Pursuant to the requirements of the Securities Act of 1933, as amended, each of Mid-America Apartment Communities, Inc., as successor by merger to the Company, and Mid-America Apartments, L.P., as successor by merger to the Operating Partnership, certifies that it has reasonable grounds to believe that it meets all of the requirements for filing on Form S-3 and has duly caused this Post-Effective Amendment to the Registration Statements to be signed on its behalf by the undersigned, thereunto duly authorized, in the City of Memphis, State of Tennessee, on this 1st day of December, 2016.

 

Date: December 1, 2016    

MID-AMERICA APARTMENT COMMUNITIES, INC.,

as successor by merger to Post Properties, Inc.

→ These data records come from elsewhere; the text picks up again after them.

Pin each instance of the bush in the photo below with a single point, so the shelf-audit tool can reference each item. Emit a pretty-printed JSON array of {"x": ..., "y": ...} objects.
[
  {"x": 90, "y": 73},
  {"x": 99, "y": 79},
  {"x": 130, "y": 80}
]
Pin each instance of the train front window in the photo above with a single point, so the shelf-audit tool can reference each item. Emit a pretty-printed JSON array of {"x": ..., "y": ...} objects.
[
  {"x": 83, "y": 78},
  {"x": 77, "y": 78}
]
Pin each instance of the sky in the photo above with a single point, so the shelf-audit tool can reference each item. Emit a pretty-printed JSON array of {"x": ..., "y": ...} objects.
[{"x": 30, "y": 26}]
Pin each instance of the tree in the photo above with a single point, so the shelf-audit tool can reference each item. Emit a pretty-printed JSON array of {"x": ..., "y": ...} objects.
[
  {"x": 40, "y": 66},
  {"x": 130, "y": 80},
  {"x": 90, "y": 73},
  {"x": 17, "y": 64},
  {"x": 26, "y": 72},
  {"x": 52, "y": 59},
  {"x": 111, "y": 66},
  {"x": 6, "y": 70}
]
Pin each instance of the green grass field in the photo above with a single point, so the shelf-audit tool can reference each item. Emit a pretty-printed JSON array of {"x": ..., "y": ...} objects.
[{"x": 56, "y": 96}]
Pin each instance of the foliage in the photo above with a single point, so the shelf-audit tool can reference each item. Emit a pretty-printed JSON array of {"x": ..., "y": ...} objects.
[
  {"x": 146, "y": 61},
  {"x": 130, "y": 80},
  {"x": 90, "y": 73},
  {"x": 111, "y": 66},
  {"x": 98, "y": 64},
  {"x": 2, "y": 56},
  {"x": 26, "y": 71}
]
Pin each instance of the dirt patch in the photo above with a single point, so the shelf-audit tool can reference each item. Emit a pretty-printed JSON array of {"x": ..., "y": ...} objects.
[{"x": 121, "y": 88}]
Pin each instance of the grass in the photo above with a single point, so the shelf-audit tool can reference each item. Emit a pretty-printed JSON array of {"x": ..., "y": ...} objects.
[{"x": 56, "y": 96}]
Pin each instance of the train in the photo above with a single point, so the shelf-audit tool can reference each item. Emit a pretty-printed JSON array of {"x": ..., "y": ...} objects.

    By:   /s/ Albert M. Campbell, III
    Name:   Albert M. Campbell, III
    Title:   Executive Vice President and Chief Financial Officer (Principal Financial and Accounting Officer)

 

Date: December 1, 2016    

MID-AMERICA APARTMENTS, L.P.

as successor by merger to Post Apartment Homes, L.P.

    By: Mid-America Apartment Communities, Inc., its general partner
    By:   /s/ Albert M. Campbell, III
    Name:   Albert M. Campbell, III
    Title:   Executive Vice President and Chief Financial Officer (Principal Financial and Accounting Officer)

Note: No other person is required to sign this Post-Effective Amendment to the Registration Statements in reliance on Rule 478 under the Securities Act of 1933, as amended.